Et la France dans tout ça ? Ses institutions sont malades et l'alternance des partis de gouvernement ne les fait plus bouger d'un iota. Peut-être, comme en Italie, seront elles bousculées un jour par un clown qui saura tirer parti de l’écœurement généralisé contre les hommes de pouvoir ? La figure de Coluche symbolisera-t-elle l'avenir de l'homme politique français ? Cela replace en tout cas certaines petites blagues élyséennes dans leur contexte. En s'appliquant, Hollande pourrait devenir le Beppe Grillo français.

2 – Les conseilleurs sont les payés

Au pouvoir depuis dix mois, Mou-Président a déjà un an de retard sur ses objectifs ! C'est donc désormais pour 2014 que sa boule de cristal lui indique la "reprise" et le redressement budgétaire. Evidemment, il n'y croit plus lui-même. Où trouverait-il les 70 milliards d'euros d'économies dont il a désormais besoin d'ici 2017 pour respecter ses promesses ? Tout au plus peut-il se réjouir d'avoir obtenu un bref sursis avant que, sur le fondement des traités qu'il a approuvés, on ne lui tire l'oreille à Francfort et que les bureaucrates bruxellois ne tentent d'infliger à la France des amendes d'autant plus absurdes que nous n'aurons pas un euro vaillant pour les payer. De toute façon, nul ne respectera jamais ces engagements incohérents. La seule question qui compte désormais est la suivante : qui prendra la responsabilité de faire chavirer le bateau de l'Union ?

Dans cette fuite en avant, Super-Normal a trouvé des alliés inattendus : les agences de notation et certains analystes de marchés qui l'encouragent à persévérer dans sa politique de rigueur postiche. Serait-ce parce qu'ils ont intérêt à ce que la machine folle continue de tourner et génère les juteuses commissions et contrats qui les font vivre ? Dansons sur le volcan .

3 – L'homme qui décide de votre temps libre

Après avoir réduit la semaine de travail à 35 heures en 1998, les socialistes ont entrepris d'allonger celle de présence des enfants à l'école et annoncent désormais un raccourcissement des vacances d'été. Pour eux, le temps, comme les promesses électorales, est relatif et sujet aux coups d'accordéon. A la manœuvre, Peillon, qui s'improvise maître des horloges et des instituteurs tout à la fois. Qu'un système politique puisse produire un ministre en roue libre, multipliant inconsidérément les annonces et plongeant des millions de familles dans la perplexité, en dit long sur l'égarement des bureaucrates qui tentent de nous gouverner. N'ayant plus d'argent à distribuer, les socialistes avaient perdu leur raison d'être et y avaient substitué du temps libre. Mais aujourd'hui, même le temps leur manque.

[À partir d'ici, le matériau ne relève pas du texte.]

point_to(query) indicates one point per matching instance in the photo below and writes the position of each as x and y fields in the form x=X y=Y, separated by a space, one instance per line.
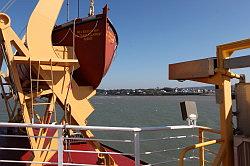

4 – Pourquoi tant de Ségolène ?

La vice-présidence de la Banque publique d'investissement, fer de lance supposé du redressement des PME françaises, échoit donc à Ségolène. Le risque de clientélisme dans l'attribution des financements sera-il endigué par un Jouyet jouant les garde-chiourmes ? Il aura fort à faire. Objectif de "mise en œuvre de la transition écologique", instances paritaires à tous les niveaux, poids renforcé des régions dans la gouvernance de l'établissement, etc : la fée Clochette de la gauche française va se pencher avec plusieurs baguettes magiques sur ce berceau offert en lot de consolation après que tant d'autres présidences lui aient échappé. Trente milliards d'euros sont en péril.

 5 – Carence

Les fonctionnaires feraient bien de se méfier de la suppression du jour de carence en cas de maladie. Dans le bonneteau "hollandais", ce genre de satisfactions symboliques s'accompagne toujours de restrictions plus importantes par la suite. Il suffit de se souvenir du prétendu rétablissement de la retraite à 60 ans pour les carrières longues, qui a surtout bénéficié aux enseignants ayant fréquenté les instituts de formation avant de prendre leurs fonctions. Huit mois plus tard, tous les autres salariés, au prétexte de l'ouverture d'une grande concertation, peuvent s'attendre à travailler plus longtemps.